Cette mesure « ne coûte rien, car aujourd’hui ça ne marche pas », a-il ajouté, « parce qu’on l’a vu en sortie de crise, nos compatriotes utilisent de moins en moins de liquide ».

Aujourd’hui les pourboires, même versés en liquide, doivent en principe être déclarés au fisc, a confirmé Bercy, mais ce n’est que très rarement le cas en pratique. « Je pense que dans 99,9% des cas, ce n’est pas le cas et c’est normal », a estimé sur LCI le président du Medef, Geoffroy Roux de Bézieux.

Il observe qu’avec le recul du « cash », les clients laissent de moins en moins de pourboire – même si en pratique, rien n’empêche de rajouter aujourd’hui un montant à l’addition payée par carte, que le professionnel reversera ensuite en espèces, à ses salariés, en faisant sa caisse.

Des applications de paiement comme myPOS ou Sunday permettent aussi de laisser un pourboire en réglant par carte. Le client opte pour un « pourcentage de sa note ou un montant personnalisé » précise à l’AFP le directeur France de myPOS Florian Malvicino.

Le gouvernement espère que cette défiscalisation -de sommes qui jusqu’ici échappaient de toute façon au fisc – va « permettre d’attirer plus de jeunes et de moins jeunes pour leur dire: tu peux gagner plus que le salaire et le bonus que je te verse », a affirmé le chef de l’État, qui déplore régulièrement les emplois non pourvus dans ce secteur, un casse-tête pour les restaurateurs.

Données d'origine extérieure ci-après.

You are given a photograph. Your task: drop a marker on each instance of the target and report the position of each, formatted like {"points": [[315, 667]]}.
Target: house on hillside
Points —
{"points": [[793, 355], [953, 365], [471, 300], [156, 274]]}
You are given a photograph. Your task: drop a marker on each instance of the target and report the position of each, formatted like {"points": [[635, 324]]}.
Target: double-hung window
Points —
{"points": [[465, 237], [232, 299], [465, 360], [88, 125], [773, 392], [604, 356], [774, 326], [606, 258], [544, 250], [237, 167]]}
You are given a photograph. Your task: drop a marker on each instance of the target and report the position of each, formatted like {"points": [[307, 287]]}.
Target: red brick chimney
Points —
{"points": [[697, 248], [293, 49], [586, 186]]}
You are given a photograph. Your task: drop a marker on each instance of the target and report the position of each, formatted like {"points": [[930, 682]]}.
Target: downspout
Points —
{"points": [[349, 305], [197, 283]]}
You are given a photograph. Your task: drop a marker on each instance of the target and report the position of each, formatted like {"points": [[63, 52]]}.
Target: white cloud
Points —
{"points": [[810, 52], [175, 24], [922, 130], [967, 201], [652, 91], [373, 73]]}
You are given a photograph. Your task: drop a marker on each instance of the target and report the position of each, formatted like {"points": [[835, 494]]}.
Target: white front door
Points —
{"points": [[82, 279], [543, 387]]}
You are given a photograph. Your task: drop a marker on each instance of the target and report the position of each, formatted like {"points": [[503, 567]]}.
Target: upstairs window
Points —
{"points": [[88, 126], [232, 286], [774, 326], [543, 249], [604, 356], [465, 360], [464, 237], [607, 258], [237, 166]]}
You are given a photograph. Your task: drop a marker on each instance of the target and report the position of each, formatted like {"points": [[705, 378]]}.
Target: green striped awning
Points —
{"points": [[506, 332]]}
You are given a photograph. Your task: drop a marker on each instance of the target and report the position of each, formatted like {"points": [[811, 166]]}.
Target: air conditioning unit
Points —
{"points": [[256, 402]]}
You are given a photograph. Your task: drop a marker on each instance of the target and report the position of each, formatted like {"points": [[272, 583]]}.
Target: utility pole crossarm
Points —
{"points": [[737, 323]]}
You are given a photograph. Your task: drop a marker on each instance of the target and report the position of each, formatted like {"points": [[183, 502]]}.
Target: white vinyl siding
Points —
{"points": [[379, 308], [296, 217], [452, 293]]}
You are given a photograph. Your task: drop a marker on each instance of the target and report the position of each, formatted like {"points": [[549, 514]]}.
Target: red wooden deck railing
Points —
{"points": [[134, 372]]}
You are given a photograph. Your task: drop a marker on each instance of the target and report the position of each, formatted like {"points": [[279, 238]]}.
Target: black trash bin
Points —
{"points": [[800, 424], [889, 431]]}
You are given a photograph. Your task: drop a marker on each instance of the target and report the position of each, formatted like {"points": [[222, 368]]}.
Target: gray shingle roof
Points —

Alors que l’emploi fait partie, avec la lutte contre le Covid et un vaste plan d’investissements, des chantiers prioritaires annoncés par l’exécutif le 10 septembre, à sept mois de la présidentielle, le patronat de l’hôtellerie-restauration qui peine à recruter -comme le bâtiment ou d’autres secteurs-, voit ainsi exaucée l’une de ses demandes et s’en est promptement félicité.

« C’est quelque chose que nous demandions depuis plusieurs années, beaucoup de pays le font. Cela va inciter les jeunes à venir dans nos métiers, tirer le service vers le haut, et inciter les clients à reconnaître la qualité du service », a déclaré Roland Héguy, président de l’Umih, principale organisation patronale de l’hôtellerie restauration.

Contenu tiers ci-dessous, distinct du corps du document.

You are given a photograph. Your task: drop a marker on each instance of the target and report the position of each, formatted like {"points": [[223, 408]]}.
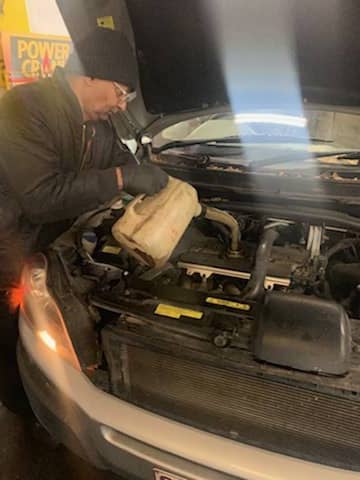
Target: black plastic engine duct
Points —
{"points": [[303, 332]]}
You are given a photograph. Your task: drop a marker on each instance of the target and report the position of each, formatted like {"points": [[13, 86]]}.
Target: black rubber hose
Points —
{"points": [[255, 286]]}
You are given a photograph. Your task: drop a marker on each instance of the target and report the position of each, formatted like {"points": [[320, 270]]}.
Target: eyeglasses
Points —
{"points": [[122, 94]]}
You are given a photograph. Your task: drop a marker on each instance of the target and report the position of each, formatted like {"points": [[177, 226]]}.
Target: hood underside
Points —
{"points": [[250, 55]]}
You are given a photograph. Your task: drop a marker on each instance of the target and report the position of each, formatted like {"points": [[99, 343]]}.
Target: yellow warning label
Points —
{"points": [[228, 303], [111, 249], [176, 312], [106, 22]]}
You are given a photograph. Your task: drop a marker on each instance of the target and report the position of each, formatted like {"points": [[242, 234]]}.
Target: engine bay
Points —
{"points": [[288, 296]]}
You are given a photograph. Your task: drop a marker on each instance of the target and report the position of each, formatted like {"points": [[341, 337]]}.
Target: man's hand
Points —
{"points": [[137, 179]]}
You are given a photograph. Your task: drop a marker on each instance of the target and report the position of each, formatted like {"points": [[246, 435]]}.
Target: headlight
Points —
{"points": [[42, 313]]}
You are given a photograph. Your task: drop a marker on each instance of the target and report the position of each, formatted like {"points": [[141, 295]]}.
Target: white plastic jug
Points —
{"points": [[151, 227]]}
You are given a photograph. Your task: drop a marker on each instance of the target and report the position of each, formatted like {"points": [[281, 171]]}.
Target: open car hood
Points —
{"points": [[248, 55]]}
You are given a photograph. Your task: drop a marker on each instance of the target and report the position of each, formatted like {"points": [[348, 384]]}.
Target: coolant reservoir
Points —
{"points": [[151, 227]]}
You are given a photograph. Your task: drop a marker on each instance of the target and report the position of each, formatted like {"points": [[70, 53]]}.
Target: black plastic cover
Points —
{"points": [[303, 332]]}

Argent « jusque-là invisible »

Mais cela n’exempte pas le patronat d’une réflexion sur la façon de « revaloriser [ces] métiers, en améliorant les conditions de travail et les grilles de salaires », juge-t-il.

Selon M. Macron, 110.000 emplois sont à pourvoir dans la restauration, le patronat parlant même de « 150 à 180.000 emplois », sans disposer d’estimation fiable.

« Le diagnostic de nos faiblesses est connu, c’est à nous d’y répondre », a conclu M. Heguy, alors qu’après des mois de fermeture des cafés et restaurants dus au confinement en 2020, certains salariés se sont détournés d’un secteur connu pour ses horaires à rallonge, sa pénibilité et ses faibles rémunérations.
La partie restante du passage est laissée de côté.